Proportional Myoelectric Control of Robots: Muscle Synergy Development Drives Performance Enhancement, Retainment, and Generalization

• Published in: IEEE transactions on robotics Vol. 31; no. 2; pp. 259 - 268
• Main Authors: Ison, Mark, Artemiadis, Panagiotis
• Format: Journal Article
• Language: English
• Published: New York IEEE 01.04.2015; The Institute of Electrical and Electronics Engineers, Inc. (IEEE)

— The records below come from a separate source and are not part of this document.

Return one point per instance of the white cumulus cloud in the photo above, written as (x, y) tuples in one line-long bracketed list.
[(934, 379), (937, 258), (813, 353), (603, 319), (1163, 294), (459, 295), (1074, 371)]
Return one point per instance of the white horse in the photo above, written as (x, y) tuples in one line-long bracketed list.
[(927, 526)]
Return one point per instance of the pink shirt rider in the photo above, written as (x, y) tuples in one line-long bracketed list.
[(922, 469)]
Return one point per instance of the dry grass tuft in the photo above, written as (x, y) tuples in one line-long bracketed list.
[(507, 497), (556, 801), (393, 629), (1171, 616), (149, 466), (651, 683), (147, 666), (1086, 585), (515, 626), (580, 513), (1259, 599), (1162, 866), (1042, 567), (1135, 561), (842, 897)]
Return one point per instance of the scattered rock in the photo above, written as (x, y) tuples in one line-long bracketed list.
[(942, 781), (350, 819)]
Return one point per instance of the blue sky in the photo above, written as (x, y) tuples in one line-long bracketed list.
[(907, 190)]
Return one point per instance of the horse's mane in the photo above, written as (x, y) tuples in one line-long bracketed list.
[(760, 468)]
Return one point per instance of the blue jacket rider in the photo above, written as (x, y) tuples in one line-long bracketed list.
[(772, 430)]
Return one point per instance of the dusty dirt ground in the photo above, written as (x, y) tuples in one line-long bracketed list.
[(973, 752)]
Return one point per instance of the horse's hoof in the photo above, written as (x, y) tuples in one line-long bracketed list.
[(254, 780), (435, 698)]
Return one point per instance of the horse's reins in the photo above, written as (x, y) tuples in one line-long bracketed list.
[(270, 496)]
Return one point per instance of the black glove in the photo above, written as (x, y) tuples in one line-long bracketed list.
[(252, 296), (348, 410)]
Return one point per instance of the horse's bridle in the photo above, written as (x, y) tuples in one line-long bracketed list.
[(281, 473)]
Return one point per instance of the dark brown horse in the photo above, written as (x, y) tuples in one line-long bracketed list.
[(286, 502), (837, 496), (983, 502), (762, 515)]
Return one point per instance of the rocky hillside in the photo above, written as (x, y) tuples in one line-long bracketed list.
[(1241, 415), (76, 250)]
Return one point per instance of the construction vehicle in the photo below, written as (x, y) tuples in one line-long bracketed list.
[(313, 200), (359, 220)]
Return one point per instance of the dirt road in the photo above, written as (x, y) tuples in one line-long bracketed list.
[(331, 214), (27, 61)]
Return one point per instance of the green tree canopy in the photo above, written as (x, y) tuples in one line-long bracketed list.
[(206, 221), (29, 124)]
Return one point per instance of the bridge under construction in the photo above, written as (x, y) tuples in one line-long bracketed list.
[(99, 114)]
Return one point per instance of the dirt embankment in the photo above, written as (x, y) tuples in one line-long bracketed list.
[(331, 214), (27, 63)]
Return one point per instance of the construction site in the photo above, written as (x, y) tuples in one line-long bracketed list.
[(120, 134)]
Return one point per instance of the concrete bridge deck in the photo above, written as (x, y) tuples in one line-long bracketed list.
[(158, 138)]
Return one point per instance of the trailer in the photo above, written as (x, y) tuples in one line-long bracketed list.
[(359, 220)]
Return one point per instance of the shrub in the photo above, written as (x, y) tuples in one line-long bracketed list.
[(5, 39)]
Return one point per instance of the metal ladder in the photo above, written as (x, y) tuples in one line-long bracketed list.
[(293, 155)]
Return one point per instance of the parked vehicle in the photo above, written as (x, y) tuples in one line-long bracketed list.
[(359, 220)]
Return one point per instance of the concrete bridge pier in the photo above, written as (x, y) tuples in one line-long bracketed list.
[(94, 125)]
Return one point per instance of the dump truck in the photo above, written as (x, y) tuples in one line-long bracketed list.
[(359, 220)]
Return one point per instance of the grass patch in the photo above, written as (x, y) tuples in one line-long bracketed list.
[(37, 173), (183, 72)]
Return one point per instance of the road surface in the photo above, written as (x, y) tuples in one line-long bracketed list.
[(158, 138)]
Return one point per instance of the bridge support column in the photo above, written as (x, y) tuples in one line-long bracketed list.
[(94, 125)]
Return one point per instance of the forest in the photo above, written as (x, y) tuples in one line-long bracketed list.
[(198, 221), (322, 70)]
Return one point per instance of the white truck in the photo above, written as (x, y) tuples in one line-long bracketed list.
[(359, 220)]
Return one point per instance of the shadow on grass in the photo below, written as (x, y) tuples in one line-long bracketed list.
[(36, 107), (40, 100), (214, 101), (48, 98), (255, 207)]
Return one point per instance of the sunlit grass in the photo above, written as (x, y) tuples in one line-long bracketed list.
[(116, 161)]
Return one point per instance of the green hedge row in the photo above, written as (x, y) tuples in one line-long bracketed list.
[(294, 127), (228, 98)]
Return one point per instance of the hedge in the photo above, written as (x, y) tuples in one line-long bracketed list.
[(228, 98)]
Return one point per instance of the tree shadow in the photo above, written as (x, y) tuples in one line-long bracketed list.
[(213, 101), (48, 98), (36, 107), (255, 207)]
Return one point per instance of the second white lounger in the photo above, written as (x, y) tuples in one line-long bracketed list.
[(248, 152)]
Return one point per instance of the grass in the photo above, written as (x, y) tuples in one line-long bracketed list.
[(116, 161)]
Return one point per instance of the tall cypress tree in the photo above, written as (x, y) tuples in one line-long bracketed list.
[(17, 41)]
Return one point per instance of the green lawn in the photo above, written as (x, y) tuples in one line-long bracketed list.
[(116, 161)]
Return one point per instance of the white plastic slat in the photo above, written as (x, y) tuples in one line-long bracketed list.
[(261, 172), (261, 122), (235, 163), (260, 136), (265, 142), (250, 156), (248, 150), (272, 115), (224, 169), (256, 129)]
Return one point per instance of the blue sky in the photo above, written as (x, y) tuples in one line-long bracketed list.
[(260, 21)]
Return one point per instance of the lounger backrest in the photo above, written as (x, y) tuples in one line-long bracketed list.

• Subjects: Aerospace electronics; Control equipment; Control systems; Decoders; Decoding; Electromyography; Emergence; Helicopters; Human; Human-computer interaction; human-robot interaction; motor learning; Muscles; Myoelectric control; Principal component analysis; Prostheses; real-time systems; Robot control; Robotics; Robots; Tasks; User interface; Electromyography; motor learning; human–robot interaction; real-time systems; myoelectric control
• ISSN: 1552-3098; 1941-0468
• DOI: 10.1109/TRO.2015.2395731

Proportional myoelectric control has been proposed for user-friendly interaction with prostheses, orthoses, and new human-machine interfaces. Recent research has stressed intuitive controls that mimic human intentions. However, these controls have limited accuracy and functionality, resulting in user-specific decoders with upper-bound constraints on performance. Thus, myoelectric controls have yet to realize their potential as a natural interface between humans and multifunctional robotic controls. This study supports a shift in myoelectric control schemes toward proportional simultaneous controls learned through the development of unique muscle synergies. A multiple day study reveals natural emergence of a new muscle synergy space as subjects identify the system dynamics of a myoelectric interface. These synergies correlate with long-term learning, increasing performance over consecutive days. Synergies are maintained after one week, helping subjects retain efficient control and generalize performance to new tasks. The extension to robot control is also demonstrated with a robot arm performing reach-to-grasp tasks in a plane. The ability to enhance, retain, and generalize control, without needing to recalibrate or retrain the system, supports control schemes promoting synergy development, not necessarily user-specific decoders trained on a subset of existing synergies, for efficient myoelectric interfaces designed for long-term use.